In a preliminary report on the crash, the National Transportation Safety Board said today emergency braking is not enabled while Uber's cars are under computer control, "to reduce the potential for erratic vehicle behavior."

Instead, Uber relies on a human backup driver to intervene. The system, however, is not designed to alert the driver.

In the crash, the driver began steering less than a second before impact but didn't brake until less than a second after impact, according to the preliminary report, which does not determine fault.

A video of the crash showed the driver looking down just before the vehicle struck and killed 49-year-old Elaine Herzberg in Tempe, Ariz.

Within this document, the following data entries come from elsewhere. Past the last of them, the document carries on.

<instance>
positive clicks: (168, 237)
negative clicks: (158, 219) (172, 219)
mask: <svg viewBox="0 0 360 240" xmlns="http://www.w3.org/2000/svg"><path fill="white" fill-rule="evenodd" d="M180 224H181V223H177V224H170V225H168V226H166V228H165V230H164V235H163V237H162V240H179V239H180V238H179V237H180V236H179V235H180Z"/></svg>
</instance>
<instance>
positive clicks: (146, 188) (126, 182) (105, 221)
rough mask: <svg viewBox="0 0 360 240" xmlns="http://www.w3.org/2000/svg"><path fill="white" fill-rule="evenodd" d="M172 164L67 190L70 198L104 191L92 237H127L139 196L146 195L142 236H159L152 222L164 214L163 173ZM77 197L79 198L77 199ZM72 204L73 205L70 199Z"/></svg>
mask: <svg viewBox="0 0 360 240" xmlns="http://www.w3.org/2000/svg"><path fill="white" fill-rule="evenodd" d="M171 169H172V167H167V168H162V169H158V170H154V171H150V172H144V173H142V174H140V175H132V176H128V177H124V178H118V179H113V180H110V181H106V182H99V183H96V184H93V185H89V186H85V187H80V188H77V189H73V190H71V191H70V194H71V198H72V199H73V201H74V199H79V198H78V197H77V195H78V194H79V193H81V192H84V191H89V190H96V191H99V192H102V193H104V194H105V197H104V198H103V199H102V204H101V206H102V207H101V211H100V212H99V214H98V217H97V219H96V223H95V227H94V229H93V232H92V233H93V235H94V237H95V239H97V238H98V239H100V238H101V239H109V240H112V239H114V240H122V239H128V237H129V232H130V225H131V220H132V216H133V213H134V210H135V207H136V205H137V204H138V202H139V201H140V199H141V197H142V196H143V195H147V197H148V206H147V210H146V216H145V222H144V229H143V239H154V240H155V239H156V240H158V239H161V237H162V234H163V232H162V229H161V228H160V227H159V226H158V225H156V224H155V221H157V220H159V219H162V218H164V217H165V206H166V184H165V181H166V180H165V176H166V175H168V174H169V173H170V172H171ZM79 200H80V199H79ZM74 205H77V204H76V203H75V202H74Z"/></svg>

Uber said in a company release it has worked closely with the NTSB and is doing an internal review of its self-driving vehicle program. The company also has brought in former NTSB Chairman Christopher Hart "to advise us on our overall safety culture, and we look forward to sharing more on the changes we'll make in the coming weeks."

The NTSB report comes a day after Uber pulled its self-driving cars out of Arizona, eliminating the jobs of about 300 people who served as backup drivers and performed other jobs connected to the vehicles. Uber had suspended testing of its self-driving vehicles in Arizona, Pittsburgh, San Francisco and Toronto while regulators investigated the cause of the March 18 crash.